14  SRT Division and Square Root

Sweeney-Robertson-Tocher (SRT) algorithms for division and square root extraction[ROB58,TOC58] are ubiquitous in contemporary microprocessor design and notoriously prone to implementation error. They are, therefore, an important application of formal verification.

This chapter is a comprehensive analysis of one such algorithm that that performs both division and square root extraction with arbitrary radix $ 2^\rho$. Since our main concern is the reliability of our results, we have ignored various well known opportunities for optimization in order to simplify the proof. In particular, our analysis is limited to the case of “maximal redundancy,” which allows all quotient digit values in the set $ \{1-2^\rho,\ldots,2^\rho-1\}$.

The algorithm generates a sequence of approximations of the desired quotient or square root. Our primary objective is to prove convergence by establishing a suitable error bound for these approximations. We do not treat the problem of rounding, which may be solved by the general methods of Chapter 6, e.g., an an application of Lemma 6.5.20.

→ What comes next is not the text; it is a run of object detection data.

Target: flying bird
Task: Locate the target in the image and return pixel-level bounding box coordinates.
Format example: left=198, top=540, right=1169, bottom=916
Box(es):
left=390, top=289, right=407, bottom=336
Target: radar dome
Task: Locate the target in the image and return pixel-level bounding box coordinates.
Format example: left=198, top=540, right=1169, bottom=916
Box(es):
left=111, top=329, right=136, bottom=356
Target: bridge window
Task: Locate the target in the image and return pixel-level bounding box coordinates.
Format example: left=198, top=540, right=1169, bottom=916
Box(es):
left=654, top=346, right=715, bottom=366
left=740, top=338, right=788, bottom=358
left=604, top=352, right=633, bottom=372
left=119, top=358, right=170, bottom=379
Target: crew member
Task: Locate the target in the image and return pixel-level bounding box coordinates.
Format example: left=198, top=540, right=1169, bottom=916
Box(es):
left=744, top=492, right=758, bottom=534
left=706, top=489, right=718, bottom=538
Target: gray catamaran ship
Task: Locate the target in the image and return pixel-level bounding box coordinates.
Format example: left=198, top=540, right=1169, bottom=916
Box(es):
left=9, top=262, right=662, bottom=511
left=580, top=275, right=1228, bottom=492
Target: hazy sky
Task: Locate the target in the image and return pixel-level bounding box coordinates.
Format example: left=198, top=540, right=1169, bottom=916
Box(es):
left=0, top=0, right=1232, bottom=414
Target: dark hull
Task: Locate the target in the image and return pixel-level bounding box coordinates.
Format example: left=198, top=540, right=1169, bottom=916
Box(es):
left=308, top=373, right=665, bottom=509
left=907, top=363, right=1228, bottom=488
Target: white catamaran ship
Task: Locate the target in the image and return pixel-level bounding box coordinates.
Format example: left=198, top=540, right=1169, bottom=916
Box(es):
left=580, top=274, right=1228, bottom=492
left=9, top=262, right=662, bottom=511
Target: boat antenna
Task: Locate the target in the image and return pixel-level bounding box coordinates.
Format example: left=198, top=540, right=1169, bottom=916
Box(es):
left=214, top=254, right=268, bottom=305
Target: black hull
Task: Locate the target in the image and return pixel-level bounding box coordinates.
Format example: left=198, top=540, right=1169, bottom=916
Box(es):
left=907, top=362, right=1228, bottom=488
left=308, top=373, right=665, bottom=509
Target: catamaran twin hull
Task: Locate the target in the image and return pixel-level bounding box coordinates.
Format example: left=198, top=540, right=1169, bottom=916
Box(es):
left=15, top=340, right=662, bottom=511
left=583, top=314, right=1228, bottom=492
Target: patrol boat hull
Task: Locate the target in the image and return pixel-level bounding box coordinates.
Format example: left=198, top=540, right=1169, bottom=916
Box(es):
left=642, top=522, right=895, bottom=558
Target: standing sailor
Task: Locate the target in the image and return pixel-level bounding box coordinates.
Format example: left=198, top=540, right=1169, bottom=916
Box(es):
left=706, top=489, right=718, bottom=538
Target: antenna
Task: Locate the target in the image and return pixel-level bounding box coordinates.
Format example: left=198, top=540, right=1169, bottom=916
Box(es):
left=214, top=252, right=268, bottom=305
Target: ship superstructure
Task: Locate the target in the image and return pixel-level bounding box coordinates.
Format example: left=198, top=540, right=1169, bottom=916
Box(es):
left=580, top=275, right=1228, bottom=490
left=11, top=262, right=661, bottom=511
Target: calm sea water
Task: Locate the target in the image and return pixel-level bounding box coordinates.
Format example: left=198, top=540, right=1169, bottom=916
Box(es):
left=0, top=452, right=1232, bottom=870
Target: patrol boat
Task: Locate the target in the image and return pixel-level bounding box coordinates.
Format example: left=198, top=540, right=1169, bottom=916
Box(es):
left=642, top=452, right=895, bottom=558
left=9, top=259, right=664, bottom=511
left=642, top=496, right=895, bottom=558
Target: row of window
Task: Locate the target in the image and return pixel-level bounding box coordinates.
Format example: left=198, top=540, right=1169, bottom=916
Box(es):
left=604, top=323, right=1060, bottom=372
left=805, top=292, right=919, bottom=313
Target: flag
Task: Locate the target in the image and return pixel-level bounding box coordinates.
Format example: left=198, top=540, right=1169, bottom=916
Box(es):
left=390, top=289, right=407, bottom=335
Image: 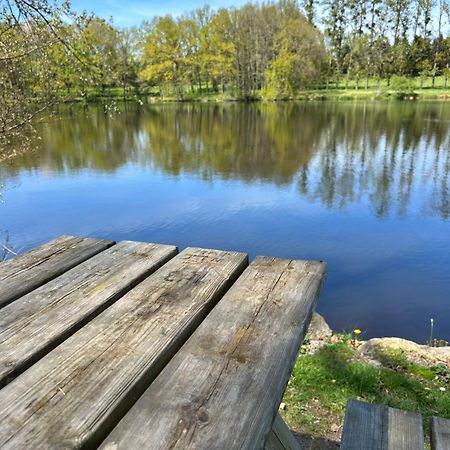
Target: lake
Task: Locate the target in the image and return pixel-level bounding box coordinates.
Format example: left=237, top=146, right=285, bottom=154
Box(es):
left=0, top=101, right=450, bottom=342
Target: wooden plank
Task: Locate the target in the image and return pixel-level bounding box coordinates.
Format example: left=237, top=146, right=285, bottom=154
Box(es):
left=341, top=400, right=424, bottom=450
left=102, top=257, right=324, bottom=450
left=0, top=248, right=247, bottom=449
left=0, top=241, right=177, bottom=387
left=264, top=413, right=303, bottom=450
left=431, top=417, right=450, bottom=450
left=0, top=236, right=114, bottom=308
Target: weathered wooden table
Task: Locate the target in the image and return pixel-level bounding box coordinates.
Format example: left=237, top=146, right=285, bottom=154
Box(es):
left=0, top=237, right=324, bottom=449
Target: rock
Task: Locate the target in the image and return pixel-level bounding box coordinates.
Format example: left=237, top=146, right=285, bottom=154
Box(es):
left=305, top=313, right=333, bottom=354
left=357, top=337, right=450, bottom=366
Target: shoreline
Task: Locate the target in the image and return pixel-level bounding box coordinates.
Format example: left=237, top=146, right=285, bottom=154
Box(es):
left=60, top=88, right=450, bottom=104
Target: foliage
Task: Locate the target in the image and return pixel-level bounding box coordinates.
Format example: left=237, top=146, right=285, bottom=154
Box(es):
left=283, top=338, right=450, bottom=437
left=391, top=75, right=414, bottom=95
left=0, top=0, right=450, bottom=154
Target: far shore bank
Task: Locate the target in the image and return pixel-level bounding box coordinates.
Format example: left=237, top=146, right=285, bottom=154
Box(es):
left=280, top=314, right=450, bottom=450
left=60, top=88, right=450, bottom=104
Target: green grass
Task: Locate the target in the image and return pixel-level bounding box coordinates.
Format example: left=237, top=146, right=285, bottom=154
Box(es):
left=282, top=337, right=450, bottom=440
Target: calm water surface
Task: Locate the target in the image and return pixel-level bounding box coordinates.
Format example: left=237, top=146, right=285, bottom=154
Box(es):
left=0, top=102, right=450, bottom=341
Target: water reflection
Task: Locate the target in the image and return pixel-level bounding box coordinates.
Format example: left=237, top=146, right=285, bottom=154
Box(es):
left=5, top=102, right=450, bottom=219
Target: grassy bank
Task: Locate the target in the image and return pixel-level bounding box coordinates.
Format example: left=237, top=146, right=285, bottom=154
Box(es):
left=61, top=83, right=450, bottom=103
left=281, top=335, right=450, bottom=449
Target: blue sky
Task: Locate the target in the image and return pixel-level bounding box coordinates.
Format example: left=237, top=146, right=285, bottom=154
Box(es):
left=72, top=0, right=245, bottom=27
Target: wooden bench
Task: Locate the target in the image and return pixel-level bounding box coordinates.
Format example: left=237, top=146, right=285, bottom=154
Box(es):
left=341, top=400, right=450, bottom=450
left=0, top=238, right=324, bottom=450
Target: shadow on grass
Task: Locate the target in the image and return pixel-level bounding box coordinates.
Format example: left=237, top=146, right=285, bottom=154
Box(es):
left=293, top=431, right=339, bottom=450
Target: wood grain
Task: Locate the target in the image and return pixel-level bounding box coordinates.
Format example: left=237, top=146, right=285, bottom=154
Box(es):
left=431, top=417, right=450, bottom=450
left=0, top=236, right=114, bottom=308
left=341, top=400, right=424, bottom=450
left=264, top=414, right=303, bottom=450
left=102, top=257, right=324, bottom=450
left=0, top=241, right=177, bottom=387
left=0, top=248, right=247, bottom=449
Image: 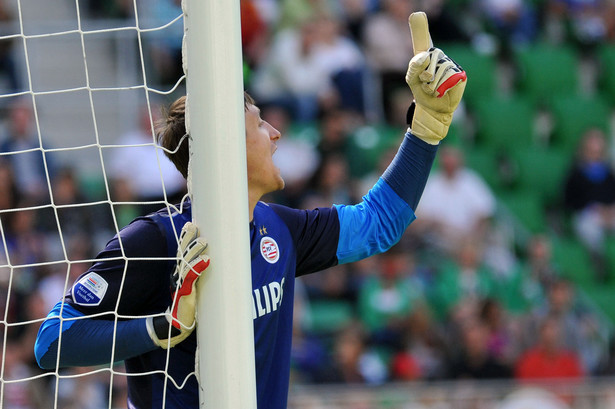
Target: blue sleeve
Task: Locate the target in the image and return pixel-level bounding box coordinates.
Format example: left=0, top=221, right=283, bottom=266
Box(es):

In Section 14.1, we develop a criterion for quotient digit selection tables of arbitrarily high radix, which is proved necessary and sufficient to produce correct quotients and remainders. We also present a simple procedure that determines whether there exists a table of size $ 2^M
\times 2^N$ that meets this criterion, for given $ \rho$, $ M$, and $ N$, and another that generates such a table if possible.

One difference between the SRT algorithms for division and square root extraction is that the latter requires an initial approximation of the root to be used as input to the table. That is, the first several iterations must be performed by some other means before the table may be invoked on subsequent iterations. In Section 14.2, we establish a criterion for a table that may be used for square root extraction after $ K$ iterations and show that any table that satisfies this criterion for some $ K$ also satisfies the criterion for division. We also define computable procedures that determine the existence of a table of given dimensions that meets this criterion, and another that generates it if possible. In Section 14.3, we derive a formula for computing the entries of a “seed table” through which an approximation of the square root, accurate to $ K\rho$ bits, is derived from an approximation of the radicand.

Applying our results to the case $ \rho =3$, we find that the smallest admissible table for division is given by $ M=7$ and $ N=3$, and that the optimal parameters for square root are $ M=7$, $ N=4$, and $ K=2$.

Another complication of the square root algorithm is that the digit selection index is derived from the partial root, which changes on every iteration, instead of a fixed divisor. In Section 14.3, we show that an appropriate adjustment of the initial approximation ensures that the leading bits of the partial quotient actually remain constant. This requires an initial full-width comparison to determine whether the approximation derived from the seed table is an underestimate of the square root, which adds a cycle of latency but simplifies the table access logic without increasing the table size.

David Russinoff 2017-08-01